AI is a hot topic this year, and people are looking to chatbots to handle frontline retail support during Black Friday/Cyber Monday. While they can be helpful, if these bots aren’t integrated with some kind of traditional helpdesk/ticketing system, they may cause more problems than they solve. Be sure to have a proven ticketing system to handle the influx of customer accounts. The idea is to keep everything centralized and accountable.
For multichannel sellers, it can be extra tricky to provide a good support experience across multiple marketplaces. You’ll want to funnel all your requests from each channel through your single helpdesk application. This can be done manually by your customer service team, or automatically with software like ChannelReply.

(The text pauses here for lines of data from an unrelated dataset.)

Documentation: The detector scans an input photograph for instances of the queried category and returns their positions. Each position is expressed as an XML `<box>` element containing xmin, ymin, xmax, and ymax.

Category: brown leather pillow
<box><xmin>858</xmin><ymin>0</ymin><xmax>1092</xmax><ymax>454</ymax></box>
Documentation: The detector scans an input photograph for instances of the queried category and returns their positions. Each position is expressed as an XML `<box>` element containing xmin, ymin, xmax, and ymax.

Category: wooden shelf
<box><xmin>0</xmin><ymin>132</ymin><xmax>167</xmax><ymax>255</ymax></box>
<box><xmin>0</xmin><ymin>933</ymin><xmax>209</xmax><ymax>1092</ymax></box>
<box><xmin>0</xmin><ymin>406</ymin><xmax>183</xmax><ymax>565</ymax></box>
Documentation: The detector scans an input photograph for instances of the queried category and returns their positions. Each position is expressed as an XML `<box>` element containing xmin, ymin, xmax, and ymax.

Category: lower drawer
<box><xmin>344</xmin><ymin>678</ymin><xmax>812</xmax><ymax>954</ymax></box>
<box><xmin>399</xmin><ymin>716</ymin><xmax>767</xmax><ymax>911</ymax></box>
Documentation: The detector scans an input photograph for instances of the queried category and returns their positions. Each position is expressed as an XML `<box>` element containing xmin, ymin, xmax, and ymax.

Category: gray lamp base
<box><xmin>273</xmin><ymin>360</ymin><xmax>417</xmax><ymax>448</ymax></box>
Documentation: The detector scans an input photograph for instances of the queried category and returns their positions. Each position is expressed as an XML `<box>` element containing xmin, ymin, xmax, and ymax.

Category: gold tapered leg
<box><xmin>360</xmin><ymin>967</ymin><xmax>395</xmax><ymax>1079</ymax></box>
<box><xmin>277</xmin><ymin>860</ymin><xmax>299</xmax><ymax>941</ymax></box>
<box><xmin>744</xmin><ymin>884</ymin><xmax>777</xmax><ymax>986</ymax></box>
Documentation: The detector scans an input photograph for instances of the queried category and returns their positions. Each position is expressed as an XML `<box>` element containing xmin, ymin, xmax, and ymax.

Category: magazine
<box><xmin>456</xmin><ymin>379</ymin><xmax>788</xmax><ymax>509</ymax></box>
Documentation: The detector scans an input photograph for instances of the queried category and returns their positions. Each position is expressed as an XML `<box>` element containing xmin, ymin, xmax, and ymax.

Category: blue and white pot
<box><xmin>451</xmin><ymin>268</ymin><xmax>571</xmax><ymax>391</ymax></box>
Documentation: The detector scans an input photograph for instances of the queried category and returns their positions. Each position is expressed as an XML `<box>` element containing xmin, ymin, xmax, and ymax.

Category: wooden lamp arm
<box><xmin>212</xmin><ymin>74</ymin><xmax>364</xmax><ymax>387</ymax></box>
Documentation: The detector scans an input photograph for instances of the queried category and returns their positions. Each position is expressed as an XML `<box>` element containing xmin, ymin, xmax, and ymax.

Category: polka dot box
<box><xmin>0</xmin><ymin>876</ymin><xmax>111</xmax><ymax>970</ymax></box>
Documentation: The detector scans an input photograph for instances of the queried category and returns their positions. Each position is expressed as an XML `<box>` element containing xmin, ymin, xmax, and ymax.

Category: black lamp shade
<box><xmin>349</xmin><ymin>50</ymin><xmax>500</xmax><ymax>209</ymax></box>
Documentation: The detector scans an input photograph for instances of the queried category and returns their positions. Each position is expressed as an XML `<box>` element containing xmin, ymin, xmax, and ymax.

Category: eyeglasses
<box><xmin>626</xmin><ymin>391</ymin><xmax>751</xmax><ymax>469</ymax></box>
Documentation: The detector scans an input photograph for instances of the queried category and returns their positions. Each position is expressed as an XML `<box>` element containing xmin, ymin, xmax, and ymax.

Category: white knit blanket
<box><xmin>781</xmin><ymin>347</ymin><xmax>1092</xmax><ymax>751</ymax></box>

It’s no secret that social proof can be a big driver of sales, regardless of the season. One of the best ways to demonstrate that proof is through product reviews—especially for sellers on Amazon, where reputation is everything and word of mouth is hard to come by. As you think about ways to drive more sales this Black Friday, you should also be thinking of ways to drive more customer reviews. Good reviews are a literal feedback loop:
As you gear up for Black Friday, now is a good time to solicit feedback from existing satisfied customers. Use email marketing software to create an audience segment of repeat customers (if they came back, they probably had a good experience). You can kill two birds with one stone here by offering an incentive for reviews (an extra/“secret” Black Friday discount, for example). Just be careful not to break any rules like Amazon's customer product reviews policy, and don’t try and sway the reviews in any way: honest opinions only.
Make soliciting reviews a part of your Black Friday process. By adding a programmatic way to solicit feedback to a huge sales event, you can ride a wave of credibility into Christmas and beyond. Build up a repository of reviews now, because it’s never too early to start planning for Black Friday 2024.